Fui dirigente nacional del PRSC, durante treinta y tres años ininterrumpidos, período que finalizó en enero de 2016. Desde entonces, he sido un dirigente independiente sin membresía partidaria.
Eso quiere decir en esencia, que he sido un hombre de partido y que nunca he estado vinculado a organizaciones de la llamada sociedad civil. Hago esta precisión para evitar conjeturas maliciosas que pudieran surgir por mi firme convicción en el apoyo de las candidaturas independientes.
- ¿Porqué las candidaturas independientes son impugnadas por los principales partidos políticos del país ?
a) Porque los partidos mayoritarios, no obstante el descrédito que acusan y la falta de confianza que generan en el electorado, permanecen en su zona de confort.
b)¿ Porqué están en su zona de confort?
1. Porque reciben el 80% del financiamiento público y lo gastan a discreción;
2. Porque tienen el monopolio de las candidaturas a cargos de elección popular; las cuales asignan medalaganariamente según su placentera conveniencia;
3. Porque controlan al poder legislativo, y así, pueden bloquear cualquier iniciativa de reforma al sistema electoral dominicano si no les conviene;
4. Porque los funcionarios elegidos con la normativa electoral vigente, representan a los partidos políticos que los postulan, no a la comunidades que los eligen;
5. Porque en algunos casos incurren en la mala práctica de mercadear las candidaturas al mejor postor, siendo estas previamente reservadas de conformidad con las normas estatutarias; entre otras razones.
- ¿ Cuáles son los beneficios directos que aportan las candidaturas independientes?
1. Amplían notablemente las posibilidades de participación de la ciudadanía en selección de sus candidatos;
2. Disminuyen significativamente la alta tasa de abstención electoral en todos los niveles de elección:
3. Empoderan a las comunidades de que se trate, convirtiéndolas en arquitectas de su propio destino;
4. Disminuyen la crisis de representación que afecta al sistema electoral dominicano; pues la relación entre la comunidades y sus representantes se produce de forma directa.
5. Aumentan la legitimidad de los funcionarios elegidos mediante el sufragio electoral.
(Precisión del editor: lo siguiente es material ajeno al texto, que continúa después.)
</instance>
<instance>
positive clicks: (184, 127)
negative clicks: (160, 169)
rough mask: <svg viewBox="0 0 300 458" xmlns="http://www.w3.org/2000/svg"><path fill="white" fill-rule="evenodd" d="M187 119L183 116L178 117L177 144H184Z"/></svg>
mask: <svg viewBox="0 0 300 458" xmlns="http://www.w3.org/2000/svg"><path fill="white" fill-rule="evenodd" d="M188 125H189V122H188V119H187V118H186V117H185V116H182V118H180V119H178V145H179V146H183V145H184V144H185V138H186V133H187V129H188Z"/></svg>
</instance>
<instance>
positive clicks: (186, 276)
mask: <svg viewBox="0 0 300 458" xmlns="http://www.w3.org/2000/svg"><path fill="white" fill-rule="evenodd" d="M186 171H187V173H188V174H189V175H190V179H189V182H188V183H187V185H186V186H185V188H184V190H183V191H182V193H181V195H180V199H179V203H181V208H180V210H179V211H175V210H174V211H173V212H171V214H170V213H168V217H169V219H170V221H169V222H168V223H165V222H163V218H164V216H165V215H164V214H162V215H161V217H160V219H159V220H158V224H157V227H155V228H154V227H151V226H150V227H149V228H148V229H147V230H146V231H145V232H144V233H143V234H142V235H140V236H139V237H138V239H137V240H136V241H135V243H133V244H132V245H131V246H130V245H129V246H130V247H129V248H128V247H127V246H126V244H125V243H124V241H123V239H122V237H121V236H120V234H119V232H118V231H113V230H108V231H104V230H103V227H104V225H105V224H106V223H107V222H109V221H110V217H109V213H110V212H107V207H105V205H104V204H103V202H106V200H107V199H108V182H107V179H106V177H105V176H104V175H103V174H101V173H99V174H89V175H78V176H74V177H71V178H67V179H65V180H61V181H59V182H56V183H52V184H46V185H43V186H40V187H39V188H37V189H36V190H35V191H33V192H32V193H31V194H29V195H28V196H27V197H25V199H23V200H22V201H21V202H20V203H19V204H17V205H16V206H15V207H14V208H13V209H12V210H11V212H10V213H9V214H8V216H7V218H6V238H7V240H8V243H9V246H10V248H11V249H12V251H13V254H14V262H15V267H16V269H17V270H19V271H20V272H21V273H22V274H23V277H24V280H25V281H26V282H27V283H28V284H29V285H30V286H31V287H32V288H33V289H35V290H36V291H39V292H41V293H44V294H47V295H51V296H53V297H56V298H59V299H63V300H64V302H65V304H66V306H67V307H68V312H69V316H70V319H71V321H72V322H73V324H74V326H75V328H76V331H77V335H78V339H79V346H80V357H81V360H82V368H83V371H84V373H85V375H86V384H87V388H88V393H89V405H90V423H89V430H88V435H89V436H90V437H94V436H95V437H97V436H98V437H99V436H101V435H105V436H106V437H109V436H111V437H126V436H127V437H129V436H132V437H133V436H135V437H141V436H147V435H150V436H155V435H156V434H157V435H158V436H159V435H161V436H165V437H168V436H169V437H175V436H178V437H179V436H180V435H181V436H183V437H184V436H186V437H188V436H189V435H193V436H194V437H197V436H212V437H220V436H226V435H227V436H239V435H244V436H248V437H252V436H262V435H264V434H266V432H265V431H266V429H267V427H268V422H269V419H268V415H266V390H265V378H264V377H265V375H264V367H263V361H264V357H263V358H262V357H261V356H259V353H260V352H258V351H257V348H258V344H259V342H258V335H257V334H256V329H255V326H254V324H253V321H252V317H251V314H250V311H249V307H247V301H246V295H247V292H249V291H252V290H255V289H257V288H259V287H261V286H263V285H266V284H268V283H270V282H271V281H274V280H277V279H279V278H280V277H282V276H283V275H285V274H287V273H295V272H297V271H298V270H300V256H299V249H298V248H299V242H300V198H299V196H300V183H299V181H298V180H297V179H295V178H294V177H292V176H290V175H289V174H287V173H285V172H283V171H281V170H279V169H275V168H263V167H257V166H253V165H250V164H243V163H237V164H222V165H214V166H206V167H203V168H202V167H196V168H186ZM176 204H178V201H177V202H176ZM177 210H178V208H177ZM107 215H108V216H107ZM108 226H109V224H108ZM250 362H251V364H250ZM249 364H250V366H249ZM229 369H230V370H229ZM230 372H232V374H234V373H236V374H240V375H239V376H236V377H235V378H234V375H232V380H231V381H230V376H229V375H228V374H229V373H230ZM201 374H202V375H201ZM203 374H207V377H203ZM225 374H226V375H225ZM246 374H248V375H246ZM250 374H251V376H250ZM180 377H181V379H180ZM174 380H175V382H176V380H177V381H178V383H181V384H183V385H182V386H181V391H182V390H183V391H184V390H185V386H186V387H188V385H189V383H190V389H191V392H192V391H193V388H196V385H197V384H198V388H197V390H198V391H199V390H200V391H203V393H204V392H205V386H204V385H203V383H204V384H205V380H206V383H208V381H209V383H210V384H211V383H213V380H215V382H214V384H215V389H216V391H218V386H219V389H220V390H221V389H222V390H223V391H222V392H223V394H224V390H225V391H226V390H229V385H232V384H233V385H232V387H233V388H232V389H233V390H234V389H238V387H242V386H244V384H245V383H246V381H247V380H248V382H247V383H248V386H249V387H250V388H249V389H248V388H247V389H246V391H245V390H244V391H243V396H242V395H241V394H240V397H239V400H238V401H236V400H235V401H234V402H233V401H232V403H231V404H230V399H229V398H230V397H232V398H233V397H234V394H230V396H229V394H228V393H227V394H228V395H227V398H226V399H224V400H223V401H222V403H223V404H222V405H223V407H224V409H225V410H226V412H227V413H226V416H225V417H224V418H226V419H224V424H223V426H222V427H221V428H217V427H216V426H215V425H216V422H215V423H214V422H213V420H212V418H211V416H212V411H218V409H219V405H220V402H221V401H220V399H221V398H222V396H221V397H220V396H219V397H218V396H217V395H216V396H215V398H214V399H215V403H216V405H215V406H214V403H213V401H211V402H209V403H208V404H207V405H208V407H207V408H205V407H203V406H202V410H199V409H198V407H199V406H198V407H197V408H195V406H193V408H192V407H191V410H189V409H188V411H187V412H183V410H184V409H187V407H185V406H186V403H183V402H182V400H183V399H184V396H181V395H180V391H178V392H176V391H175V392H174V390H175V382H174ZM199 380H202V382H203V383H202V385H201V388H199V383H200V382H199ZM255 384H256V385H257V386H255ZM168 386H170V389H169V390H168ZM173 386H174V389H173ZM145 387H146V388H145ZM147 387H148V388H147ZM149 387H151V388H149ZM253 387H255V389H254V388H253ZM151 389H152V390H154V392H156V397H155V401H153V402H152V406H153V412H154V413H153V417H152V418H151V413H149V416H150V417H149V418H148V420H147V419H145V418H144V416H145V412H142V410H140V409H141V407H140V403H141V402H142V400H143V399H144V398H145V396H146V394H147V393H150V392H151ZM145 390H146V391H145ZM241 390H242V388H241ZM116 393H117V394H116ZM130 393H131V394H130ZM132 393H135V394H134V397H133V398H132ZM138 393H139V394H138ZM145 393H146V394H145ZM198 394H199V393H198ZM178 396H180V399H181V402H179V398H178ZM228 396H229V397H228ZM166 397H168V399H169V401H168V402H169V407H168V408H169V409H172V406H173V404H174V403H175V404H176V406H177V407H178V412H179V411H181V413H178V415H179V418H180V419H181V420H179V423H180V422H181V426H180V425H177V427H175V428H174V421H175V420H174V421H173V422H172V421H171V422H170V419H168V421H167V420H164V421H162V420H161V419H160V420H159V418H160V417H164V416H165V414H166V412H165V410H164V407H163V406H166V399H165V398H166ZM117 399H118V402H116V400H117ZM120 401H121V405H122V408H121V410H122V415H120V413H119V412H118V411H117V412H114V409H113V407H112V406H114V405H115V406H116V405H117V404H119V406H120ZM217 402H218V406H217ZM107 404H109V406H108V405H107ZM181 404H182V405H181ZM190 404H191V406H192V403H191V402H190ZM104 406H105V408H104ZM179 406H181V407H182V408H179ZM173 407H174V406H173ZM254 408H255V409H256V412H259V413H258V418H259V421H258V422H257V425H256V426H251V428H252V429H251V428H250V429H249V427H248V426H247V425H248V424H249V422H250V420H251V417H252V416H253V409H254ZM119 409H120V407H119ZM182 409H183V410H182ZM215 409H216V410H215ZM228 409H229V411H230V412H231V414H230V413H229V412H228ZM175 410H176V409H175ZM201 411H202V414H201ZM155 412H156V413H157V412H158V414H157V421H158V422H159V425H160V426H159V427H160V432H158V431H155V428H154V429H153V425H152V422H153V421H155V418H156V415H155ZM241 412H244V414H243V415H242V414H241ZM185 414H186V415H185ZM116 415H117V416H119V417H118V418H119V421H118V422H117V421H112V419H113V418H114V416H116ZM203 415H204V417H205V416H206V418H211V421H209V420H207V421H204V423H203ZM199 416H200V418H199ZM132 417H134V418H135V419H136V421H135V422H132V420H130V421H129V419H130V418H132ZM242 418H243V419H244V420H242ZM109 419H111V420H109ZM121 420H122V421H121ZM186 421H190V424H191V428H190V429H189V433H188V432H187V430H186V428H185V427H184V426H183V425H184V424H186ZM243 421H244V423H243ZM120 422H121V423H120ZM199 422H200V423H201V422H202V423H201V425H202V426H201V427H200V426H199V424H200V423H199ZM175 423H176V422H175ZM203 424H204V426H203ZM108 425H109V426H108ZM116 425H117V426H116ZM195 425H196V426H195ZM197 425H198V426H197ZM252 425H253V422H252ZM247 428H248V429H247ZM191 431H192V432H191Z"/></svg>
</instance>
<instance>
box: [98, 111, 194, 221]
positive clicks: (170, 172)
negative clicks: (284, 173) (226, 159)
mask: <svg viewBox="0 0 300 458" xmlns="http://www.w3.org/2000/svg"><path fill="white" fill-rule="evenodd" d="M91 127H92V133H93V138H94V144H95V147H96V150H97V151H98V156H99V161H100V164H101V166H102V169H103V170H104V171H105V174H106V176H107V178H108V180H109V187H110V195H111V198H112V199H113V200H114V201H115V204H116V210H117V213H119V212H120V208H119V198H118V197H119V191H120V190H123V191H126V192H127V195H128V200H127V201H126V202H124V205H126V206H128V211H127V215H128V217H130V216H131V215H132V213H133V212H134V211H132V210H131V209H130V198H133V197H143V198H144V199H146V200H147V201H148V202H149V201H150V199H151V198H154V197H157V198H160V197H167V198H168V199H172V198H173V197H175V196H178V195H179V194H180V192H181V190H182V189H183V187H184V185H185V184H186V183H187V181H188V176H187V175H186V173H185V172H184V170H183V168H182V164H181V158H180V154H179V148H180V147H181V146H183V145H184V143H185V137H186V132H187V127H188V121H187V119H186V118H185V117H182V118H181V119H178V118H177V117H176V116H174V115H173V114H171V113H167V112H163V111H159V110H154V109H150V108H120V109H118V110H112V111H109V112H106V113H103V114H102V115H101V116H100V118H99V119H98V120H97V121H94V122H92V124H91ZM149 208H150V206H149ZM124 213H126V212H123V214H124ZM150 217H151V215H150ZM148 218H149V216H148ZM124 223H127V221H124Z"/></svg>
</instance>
6. Inducen a los partidos políticos a cualificar la selección de su listas de candidatos;
7. Impulsan el respeto a la democracia interna, y a la igualdad de género dentro de los partidos políticos;
8. Disminuyen la mala práctica de realizar un mercado persa de candidaturas, en detrimento de los meritorios dirigentes medios y de base del partido.
9. Reducen la participación de candidatos vinculados al crimen organizado como el narcotráfico, en sus listas de candidatos.
10. Finalmente, las comunidades sirven como filtro social en la depuración de los candidatos a cargos de elección popular; pues, suelen tener la virtud de conocer al ciego durmiendo y al cojo sentado.
Debemos entender que la dialéctica establece que el cambio es lo único permanente; así como, que la infuncionalidad de la democracia representativa que tenemos, le abre la puerta de par en par a la democracia comunitaria que queremos.
Que Dios bendiga a la República Dominicana.